LIA: A Virtual Assistant that Can Be Taught New Commands by Speech
Published in International Journal of Human–Computer Interaction, 2019
LIA uses the Combinatory Categorial Grammar (CCG) (Steedman & Baldridge, 2011) parser to map user commands to logical forms, which can be handled and executed by the server. Using CCG is useful due to its tight coupling of syntax and semantics (Zettlemoyer & Collins, 2005). A CCG semantic parser is composed of a lexicon, a set of grammar rules, and a trained parameter vector.
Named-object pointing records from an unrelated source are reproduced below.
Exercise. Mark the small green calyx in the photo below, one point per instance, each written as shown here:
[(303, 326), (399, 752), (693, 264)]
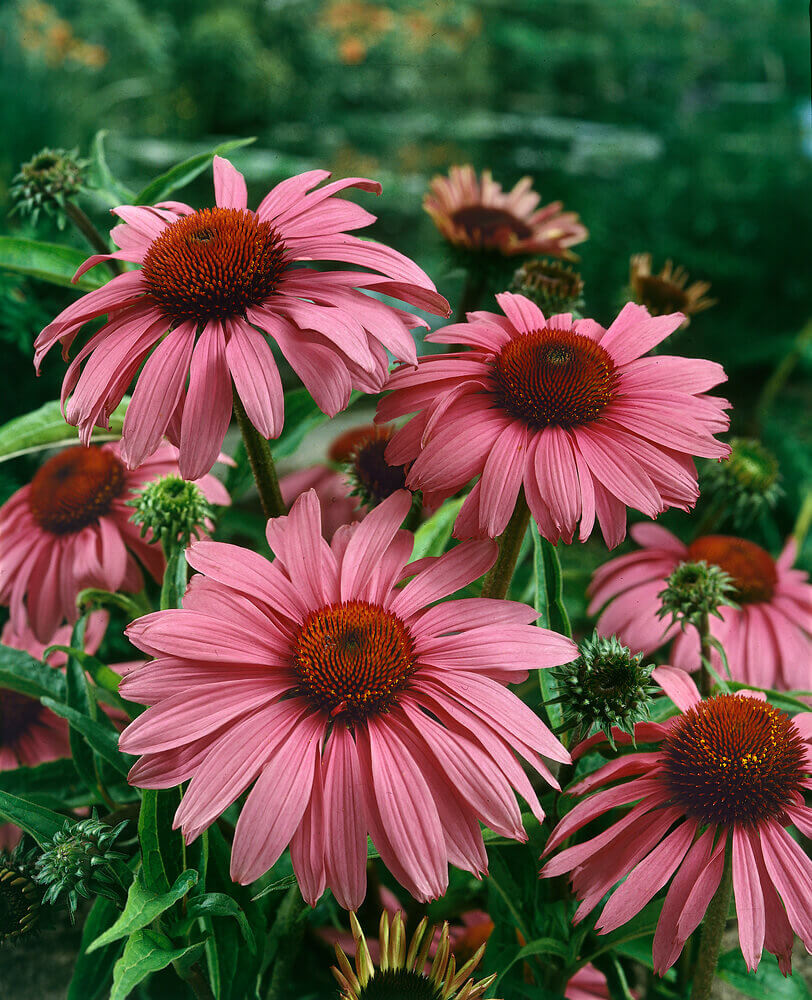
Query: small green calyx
[(553, 286), (47, 182), (174, 509), (20, 899), (695, 590), (605, 688), (79, 862), (745, 485)]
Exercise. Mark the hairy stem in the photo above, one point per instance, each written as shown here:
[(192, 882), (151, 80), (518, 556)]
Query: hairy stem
[(712, 931), (91, 234), (510, 542), (262, 464)]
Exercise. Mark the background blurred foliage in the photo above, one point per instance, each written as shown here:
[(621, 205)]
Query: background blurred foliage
[(678, 128)]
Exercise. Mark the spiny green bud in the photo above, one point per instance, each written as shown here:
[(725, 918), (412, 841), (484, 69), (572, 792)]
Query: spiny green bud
[(744, 485), (694, 590), (174, 509), (553, 286), (20, 898), (78, 862), (47, 182), (605, 687)]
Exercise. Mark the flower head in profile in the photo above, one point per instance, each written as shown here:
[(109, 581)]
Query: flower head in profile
[(476, 214), (353, 706), (401, 970), (668, 291), (211, 285), (577, 415), (70, 528), (727, 774), (766, 636)]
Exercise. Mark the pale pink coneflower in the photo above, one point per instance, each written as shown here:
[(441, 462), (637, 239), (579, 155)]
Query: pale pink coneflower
[(478, 215), (575, 414), (211, 285), (354, 706), (766, 638), (728, 774), (70, 528)]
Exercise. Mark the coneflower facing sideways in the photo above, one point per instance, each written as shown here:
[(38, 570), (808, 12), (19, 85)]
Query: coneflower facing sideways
[(353, 706), (727, 774), (575, 414), (211, 284)]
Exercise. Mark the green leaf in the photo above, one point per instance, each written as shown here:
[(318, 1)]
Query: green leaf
[(39, 822), (147, 951), (21, 672), (540, 946), (432, 536), (47, 262), (92, 976), (143, 906), (184, 173), (104, 182), (46, 428), (766, 983), (217, 904), (161, 846), (102, 739)]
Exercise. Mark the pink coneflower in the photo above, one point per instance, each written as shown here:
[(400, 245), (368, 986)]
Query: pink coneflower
[(766, 640), (70, 528), (211, 284), (356, 707), (479, 215), (574, 413), (728, 773)]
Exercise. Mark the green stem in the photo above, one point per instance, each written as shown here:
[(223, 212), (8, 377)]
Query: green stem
[(91, 234), (287, 934), (262, 465), (510, 542), (705, 676), (712, 931)]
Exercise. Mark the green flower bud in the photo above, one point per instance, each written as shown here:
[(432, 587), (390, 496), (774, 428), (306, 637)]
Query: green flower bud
[(47, 182), (174, 509), (694, 590), (78, 862), (605, 687), (555, 287)]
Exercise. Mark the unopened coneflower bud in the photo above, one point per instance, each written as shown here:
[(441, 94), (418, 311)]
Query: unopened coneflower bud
[(554, 287), (47, 182), (695, 590), (402, 972), (20, 898), (743, 486), (174, 509), (79, 862), (606, 687)]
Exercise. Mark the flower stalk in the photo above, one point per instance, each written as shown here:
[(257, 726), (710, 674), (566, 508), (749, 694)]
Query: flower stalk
[(262, 463)]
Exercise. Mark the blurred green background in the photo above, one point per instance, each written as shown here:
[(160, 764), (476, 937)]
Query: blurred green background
[(681, 128)]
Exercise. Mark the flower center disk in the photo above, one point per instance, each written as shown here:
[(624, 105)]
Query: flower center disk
[(487, 226), (75, 488), (734, 760), (554, 377), (353, 659), (213, 264), (751, 567)]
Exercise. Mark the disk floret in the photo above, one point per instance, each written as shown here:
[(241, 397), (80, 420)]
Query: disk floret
[(47, 182), (174, 509), (401, 972), (555, 287), (79, 862), (606, 687), (695, 590)]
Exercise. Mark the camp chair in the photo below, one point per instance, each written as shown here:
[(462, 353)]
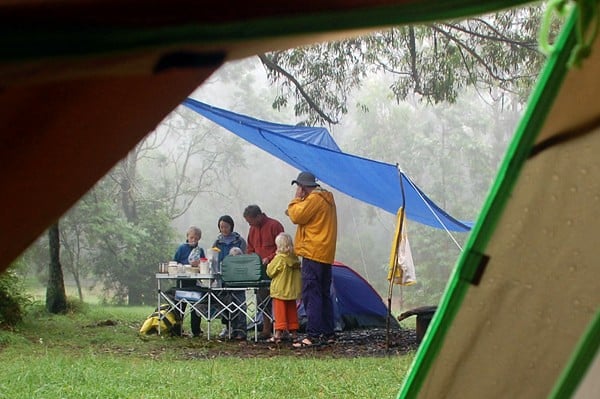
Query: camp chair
[(241, 273)]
The lexicon maps words to syntactic categories, and species how each word can be combined with adjacent words and phrases during parsing to become both a new syntactic category and a logical form. The logical form represents the semantics of the sentence which later can be executed. For example, the word “set” is mapped to the syntactic category ((S\PP StringV)/MutableField), the argument type appears on the right of the slash (“MutableField” in the example) followed by another argument to the left of the slash (“PP StringV” in the example) and the return type on the left (“S” in the example above). In addition, the word “set” is mapped to a logical form (lambda x y (setFieldFromFieldVal x y)), which defines the function that should be operated when parsing the word using the parameters from the previous map. The set of grammar rules correspond to standard function operations, such as application and composition. Our grammar also includes a small number of unary rules that represent common implicit conversions between types. The trained parameter vector (which was trained using machine learning) is used by the CCG parser to disambiguate multiple possible parses and decide which parse is the most relevant at a given context.